Prove that $\dim E=\dim F=1$

Question

$E$ and $F$ are two subspaces of the inner product space $H$. $E,F\neq\{0\}$. If there exists a constant $\alpha>0$ such that $$|\langle x,y\rangle|=\alpha\|x\|\|y\|$$ for all $x\in E$ and $y\in F$, how to prove that $\dim E=\dim F=1$?

Answer 1

I suppose that the base field is $\mathbb R$.
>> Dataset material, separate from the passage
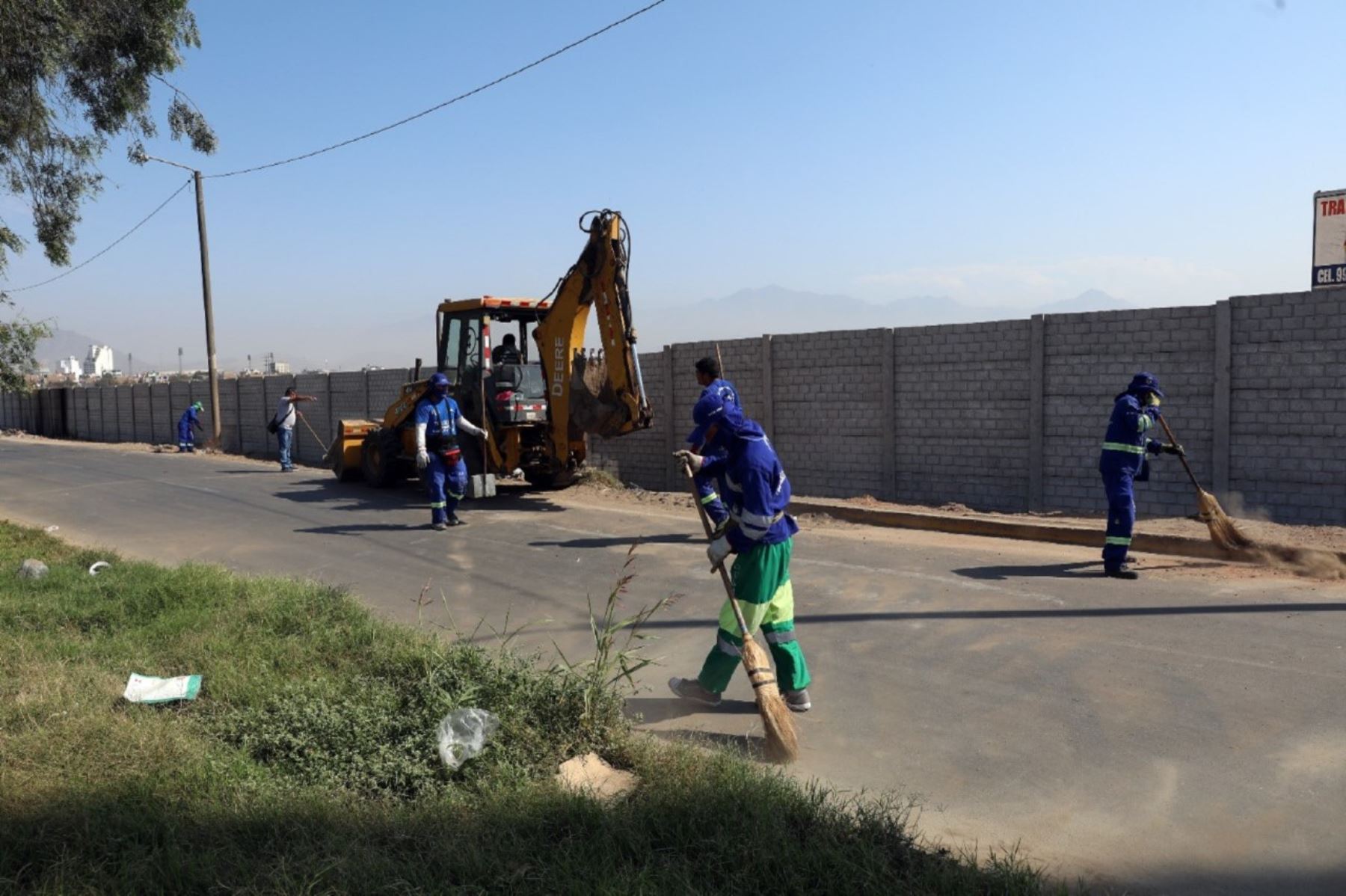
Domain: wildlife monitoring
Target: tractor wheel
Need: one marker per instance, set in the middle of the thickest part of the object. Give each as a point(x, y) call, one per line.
point(380, 458)
point(336, 461)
Take $e \in E$ and $f_1,f_2 \in F$ all having norm equal to one. Even if it means switching $f_i$ to $-f_i$, we can suppose that $\langle e,f_i\rangle \gt 0$.

We have

$$\langle e, f_1\rangle=\langle e, f_2\rangle=\alpha$$ and $$4 \alpha^2= \langle e, f_1+f_2\rangle^2 = \alpha^2 \Vert f_1 + f_2 \Vert^2 = 2 \alpha^2+2\alpha^2 \langle f_1, f_2\rangle^2.$$

Therefore $\vert \langle f_1, f_2\rangle \vert = 1$. Which means that whatever $f_1,f_2$ are and according to Cauchy-Schwarz equality case $f_1,f_2$ are colinear. We can conclude that $\dim F =1$ and also to $\dim E=1$ by symmetry as desired.